The 2013 legislative session is now officially open -- and already the talk is about how to pay for transportation projects in Maryland.
Some form of a gas tax increase is being considered, but even legislators who support an increase admit it's not a popular idea, and they're probably right.
"I think we have enough taken from us and it's getting ridiculous. I mean the median family income it just isn't even making it anymore," said Robert Montroy of Anne Arundel County, who says his family spends about $75.00 to $90.00 a week on gas.
But lawmakers say the state needs more money for its transportation fund, which finances highway and public transit needs.
"Families also have needs," said Luis Acosta of Anne Arundel County. "So taking from Peter and giving to Paul; I don't think that it's helping much."
The debate is already brewing even amid the fanfare of the opening of the 2013 session.

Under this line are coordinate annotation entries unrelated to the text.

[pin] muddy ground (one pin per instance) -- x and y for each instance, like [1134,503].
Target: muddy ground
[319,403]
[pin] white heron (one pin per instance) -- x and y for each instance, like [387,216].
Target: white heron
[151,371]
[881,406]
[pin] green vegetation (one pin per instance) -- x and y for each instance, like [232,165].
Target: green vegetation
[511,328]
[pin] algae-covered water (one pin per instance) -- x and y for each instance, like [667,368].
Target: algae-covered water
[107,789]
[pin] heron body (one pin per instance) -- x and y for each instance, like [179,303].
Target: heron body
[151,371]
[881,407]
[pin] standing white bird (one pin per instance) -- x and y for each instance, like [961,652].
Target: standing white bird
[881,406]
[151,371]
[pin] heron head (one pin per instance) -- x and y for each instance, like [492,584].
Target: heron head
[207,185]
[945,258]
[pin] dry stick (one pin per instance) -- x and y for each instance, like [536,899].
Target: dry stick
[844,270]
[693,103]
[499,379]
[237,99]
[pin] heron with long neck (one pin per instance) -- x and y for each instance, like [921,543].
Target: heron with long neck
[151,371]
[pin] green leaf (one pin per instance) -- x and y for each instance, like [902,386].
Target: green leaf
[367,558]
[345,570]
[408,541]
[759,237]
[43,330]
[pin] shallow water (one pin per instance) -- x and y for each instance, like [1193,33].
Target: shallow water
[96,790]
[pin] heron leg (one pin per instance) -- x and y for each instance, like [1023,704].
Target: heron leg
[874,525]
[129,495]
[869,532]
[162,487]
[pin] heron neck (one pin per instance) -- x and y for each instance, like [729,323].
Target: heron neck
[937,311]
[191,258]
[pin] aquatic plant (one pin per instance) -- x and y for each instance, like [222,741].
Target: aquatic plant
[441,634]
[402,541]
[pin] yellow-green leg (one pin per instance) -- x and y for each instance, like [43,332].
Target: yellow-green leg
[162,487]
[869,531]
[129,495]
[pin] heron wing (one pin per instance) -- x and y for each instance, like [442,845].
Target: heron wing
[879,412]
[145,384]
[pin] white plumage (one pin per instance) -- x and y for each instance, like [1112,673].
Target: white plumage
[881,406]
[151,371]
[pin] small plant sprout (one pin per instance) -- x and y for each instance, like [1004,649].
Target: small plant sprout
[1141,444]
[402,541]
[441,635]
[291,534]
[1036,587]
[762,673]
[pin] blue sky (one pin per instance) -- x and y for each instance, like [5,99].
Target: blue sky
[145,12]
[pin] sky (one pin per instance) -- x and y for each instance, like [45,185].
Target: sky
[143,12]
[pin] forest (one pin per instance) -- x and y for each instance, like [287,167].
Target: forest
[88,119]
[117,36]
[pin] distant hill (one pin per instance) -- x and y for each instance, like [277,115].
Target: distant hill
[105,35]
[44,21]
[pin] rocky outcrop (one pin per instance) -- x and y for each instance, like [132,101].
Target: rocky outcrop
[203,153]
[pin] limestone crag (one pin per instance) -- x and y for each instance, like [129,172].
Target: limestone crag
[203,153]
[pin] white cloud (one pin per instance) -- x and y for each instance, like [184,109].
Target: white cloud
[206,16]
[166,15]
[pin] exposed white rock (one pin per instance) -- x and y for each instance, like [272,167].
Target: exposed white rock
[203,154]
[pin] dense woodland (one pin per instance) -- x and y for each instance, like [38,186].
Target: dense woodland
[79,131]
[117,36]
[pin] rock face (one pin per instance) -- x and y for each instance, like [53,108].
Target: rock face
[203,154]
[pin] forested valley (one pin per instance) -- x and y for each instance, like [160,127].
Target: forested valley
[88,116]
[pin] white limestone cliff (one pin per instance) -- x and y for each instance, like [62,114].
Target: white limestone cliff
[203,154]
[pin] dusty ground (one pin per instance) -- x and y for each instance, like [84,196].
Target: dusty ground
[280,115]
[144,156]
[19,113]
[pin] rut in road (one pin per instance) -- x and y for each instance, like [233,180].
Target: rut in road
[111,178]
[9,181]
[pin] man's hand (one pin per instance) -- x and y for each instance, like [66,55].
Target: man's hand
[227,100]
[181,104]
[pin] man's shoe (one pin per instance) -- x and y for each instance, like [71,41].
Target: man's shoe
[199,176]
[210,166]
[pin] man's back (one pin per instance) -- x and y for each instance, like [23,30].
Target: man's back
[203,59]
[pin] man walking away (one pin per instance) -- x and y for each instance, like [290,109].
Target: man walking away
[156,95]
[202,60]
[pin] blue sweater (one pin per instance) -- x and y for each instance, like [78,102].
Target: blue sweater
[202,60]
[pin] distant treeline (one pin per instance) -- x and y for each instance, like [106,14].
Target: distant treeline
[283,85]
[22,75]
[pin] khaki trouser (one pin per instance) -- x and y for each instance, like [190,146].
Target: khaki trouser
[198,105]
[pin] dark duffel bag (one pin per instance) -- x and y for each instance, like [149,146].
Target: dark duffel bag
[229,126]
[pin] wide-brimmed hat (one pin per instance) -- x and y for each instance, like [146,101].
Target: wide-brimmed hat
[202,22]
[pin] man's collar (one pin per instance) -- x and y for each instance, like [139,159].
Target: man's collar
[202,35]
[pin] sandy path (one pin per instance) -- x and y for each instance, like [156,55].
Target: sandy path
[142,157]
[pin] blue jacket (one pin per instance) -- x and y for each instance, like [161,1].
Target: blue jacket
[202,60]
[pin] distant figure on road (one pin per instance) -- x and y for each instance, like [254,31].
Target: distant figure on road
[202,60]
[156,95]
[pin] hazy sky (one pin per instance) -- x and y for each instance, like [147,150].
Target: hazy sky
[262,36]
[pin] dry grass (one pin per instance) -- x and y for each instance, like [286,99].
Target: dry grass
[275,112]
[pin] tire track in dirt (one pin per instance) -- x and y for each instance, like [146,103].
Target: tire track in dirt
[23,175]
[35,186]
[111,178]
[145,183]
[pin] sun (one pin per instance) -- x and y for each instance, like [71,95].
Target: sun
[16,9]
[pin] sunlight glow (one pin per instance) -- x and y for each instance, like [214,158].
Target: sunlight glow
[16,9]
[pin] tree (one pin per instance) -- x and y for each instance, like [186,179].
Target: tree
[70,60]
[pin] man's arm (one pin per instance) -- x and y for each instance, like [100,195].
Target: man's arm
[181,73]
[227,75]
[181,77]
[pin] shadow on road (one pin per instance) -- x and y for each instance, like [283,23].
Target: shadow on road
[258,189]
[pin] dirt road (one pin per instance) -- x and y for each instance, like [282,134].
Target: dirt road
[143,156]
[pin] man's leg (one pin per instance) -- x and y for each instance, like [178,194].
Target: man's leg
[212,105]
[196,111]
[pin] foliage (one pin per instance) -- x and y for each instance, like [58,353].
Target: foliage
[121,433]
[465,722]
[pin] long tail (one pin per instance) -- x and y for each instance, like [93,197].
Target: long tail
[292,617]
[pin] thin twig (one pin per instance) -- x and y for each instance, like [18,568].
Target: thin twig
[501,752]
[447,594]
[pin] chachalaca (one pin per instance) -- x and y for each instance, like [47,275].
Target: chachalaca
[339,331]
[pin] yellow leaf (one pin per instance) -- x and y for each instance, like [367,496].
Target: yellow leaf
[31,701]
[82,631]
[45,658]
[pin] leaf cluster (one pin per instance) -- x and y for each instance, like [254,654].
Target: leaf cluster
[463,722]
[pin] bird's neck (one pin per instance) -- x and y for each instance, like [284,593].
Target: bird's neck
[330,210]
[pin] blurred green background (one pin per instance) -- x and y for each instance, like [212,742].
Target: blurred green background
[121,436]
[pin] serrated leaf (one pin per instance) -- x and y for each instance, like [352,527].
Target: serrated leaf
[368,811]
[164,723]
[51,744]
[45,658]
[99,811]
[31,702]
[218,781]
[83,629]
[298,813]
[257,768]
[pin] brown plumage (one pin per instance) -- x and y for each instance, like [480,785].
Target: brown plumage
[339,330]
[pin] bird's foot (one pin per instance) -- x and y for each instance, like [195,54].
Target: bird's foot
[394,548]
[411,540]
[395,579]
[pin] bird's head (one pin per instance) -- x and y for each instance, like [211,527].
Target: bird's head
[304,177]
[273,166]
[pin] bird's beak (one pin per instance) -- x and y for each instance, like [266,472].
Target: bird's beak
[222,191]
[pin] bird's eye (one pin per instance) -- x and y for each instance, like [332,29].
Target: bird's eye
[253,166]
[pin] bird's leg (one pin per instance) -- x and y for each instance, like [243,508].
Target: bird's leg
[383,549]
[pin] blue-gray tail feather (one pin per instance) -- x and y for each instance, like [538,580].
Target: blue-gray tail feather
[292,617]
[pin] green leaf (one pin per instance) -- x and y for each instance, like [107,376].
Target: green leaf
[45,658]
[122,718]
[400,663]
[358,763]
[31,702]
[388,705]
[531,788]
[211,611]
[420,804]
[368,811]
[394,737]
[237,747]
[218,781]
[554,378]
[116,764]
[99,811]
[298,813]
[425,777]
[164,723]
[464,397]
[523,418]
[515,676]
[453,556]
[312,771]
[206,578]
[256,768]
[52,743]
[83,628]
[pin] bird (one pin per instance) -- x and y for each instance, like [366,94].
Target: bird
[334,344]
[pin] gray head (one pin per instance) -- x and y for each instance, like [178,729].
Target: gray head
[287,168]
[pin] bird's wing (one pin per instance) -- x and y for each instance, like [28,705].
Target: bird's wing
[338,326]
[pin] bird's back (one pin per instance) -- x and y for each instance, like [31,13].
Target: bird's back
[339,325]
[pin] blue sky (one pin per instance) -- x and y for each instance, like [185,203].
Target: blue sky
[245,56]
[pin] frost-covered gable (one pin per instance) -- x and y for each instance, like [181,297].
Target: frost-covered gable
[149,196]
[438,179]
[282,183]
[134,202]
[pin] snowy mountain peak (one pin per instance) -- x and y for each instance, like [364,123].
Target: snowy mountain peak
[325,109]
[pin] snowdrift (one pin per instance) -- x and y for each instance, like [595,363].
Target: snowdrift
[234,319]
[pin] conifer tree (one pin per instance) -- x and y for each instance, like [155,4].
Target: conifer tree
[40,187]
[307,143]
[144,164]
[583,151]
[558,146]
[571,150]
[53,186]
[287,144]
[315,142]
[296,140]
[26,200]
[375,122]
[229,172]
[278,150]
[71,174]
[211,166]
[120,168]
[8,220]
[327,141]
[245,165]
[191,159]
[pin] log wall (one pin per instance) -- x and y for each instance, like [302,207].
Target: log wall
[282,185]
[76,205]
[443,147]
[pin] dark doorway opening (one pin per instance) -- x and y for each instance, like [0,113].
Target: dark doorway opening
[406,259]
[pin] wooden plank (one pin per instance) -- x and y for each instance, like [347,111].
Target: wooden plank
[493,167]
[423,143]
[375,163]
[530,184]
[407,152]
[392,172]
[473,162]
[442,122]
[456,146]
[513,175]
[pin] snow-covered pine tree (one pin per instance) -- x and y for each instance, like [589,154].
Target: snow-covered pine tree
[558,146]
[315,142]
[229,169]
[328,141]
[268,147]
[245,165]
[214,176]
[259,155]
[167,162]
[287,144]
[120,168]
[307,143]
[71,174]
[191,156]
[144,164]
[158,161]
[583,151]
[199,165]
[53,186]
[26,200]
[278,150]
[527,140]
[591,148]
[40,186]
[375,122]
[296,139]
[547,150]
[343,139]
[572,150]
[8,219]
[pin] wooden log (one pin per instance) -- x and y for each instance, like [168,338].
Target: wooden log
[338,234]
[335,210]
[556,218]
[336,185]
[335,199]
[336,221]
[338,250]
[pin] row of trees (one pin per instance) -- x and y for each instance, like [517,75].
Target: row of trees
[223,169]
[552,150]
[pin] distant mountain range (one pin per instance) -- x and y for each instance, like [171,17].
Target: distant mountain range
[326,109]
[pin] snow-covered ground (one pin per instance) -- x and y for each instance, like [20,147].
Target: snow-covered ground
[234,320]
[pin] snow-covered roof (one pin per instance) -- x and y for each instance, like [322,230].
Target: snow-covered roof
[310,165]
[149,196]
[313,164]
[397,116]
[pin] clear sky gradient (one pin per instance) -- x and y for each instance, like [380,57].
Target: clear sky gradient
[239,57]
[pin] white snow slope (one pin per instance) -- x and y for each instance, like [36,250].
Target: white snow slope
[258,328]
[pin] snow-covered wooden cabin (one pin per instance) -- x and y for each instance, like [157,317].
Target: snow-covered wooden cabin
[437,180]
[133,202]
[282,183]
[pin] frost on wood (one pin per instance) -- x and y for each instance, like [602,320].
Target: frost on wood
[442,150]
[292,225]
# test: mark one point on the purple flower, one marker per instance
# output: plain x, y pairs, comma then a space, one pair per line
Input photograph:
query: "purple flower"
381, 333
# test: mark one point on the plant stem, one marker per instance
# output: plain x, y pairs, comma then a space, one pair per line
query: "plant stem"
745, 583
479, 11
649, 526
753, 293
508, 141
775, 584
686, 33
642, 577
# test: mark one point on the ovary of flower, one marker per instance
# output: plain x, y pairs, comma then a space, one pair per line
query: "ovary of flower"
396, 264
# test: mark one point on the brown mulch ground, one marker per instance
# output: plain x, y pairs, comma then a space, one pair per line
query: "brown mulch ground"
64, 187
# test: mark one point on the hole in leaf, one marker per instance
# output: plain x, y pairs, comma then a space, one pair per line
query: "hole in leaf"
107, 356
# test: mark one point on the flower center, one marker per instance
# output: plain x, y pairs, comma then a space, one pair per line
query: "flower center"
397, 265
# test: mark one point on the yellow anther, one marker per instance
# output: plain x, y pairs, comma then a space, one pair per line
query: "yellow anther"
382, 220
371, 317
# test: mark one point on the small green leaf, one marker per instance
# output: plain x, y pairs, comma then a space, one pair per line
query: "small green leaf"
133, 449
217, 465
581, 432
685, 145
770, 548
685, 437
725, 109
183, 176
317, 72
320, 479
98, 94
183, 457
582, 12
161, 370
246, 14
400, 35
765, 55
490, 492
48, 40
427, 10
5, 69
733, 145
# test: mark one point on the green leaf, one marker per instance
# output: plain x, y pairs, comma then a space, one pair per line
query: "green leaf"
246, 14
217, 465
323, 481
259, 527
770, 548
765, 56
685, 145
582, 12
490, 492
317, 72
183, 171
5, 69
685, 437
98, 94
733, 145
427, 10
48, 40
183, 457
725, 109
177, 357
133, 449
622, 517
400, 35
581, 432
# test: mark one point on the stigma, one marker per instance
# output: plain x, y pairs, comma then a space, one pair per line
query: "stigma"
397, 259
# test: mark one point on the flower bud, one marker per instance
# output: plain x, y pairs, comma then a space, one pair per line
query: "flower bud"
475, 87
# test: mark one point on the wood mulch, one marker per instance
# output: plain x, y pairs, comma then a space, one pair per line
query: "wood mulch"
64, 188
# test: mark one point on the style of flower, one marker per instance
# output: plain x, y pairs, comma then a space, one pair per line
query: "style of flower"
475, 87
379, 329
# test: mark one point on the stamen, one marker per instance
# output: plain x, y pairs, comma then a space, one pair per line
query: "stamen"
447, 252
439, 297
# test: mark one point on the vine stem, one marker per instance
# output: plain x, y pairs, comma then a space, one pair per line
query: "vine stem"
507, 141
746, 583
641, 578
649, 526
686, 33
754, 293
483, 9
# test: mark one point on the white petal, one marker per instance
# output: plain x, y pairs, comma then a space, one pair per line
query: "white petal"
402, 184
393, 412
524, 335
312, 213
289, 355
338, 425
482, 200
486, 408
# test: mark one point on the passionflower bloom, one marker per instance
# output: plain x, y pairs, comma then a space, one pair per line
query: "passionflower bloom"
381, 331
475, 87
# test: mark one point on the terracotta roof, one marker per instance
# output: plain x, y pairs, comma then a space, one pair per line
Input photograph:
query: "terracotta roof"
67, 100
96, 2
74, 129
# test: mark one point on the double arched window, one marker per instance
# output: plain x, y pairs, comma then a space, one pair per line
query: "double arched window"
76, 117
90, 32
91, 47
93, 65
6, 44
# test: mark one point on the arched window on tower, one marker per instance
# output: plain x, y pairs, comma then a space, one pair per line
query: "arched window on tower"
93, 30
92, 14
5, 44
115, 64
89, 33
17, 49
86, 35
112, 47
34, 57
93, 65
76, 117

"We may have to be very creative when we look at ways in which we can address our transportation issues, but obviously something has to be done at some point," said State Sen. Nathaniel McFadden (D-Baltimore City).
"It's my hope that we will have some kind of a revenue source for transportation," said Del. Kumar Barve (D-House Minority Leader). "It is something that is beginning to harm our economic growth because gridlock is not good for the economy."
Republicans in Annapolis say the majority Democrats should not expect help from them, on any increase in taxes. "What we need to do is start spending the transportation dollars on the things they were allotted for; if we do that we don't need to raise any taxes," said Del. Anthony O'Donnell (R-House Minority Leader).
And with gas prices still around $3.50 for regular unleaded, some Democrats say they also have reservations about piling on to that.
"Unless there's some compelling reason to do this, at this point no," said Del. Curt Anderson (D-Baltimore City).
It is too early to say what a gas tax proposal might look like -- in the past the governor and legislative leaders have attempted to extend the state's sales tax to gasoline.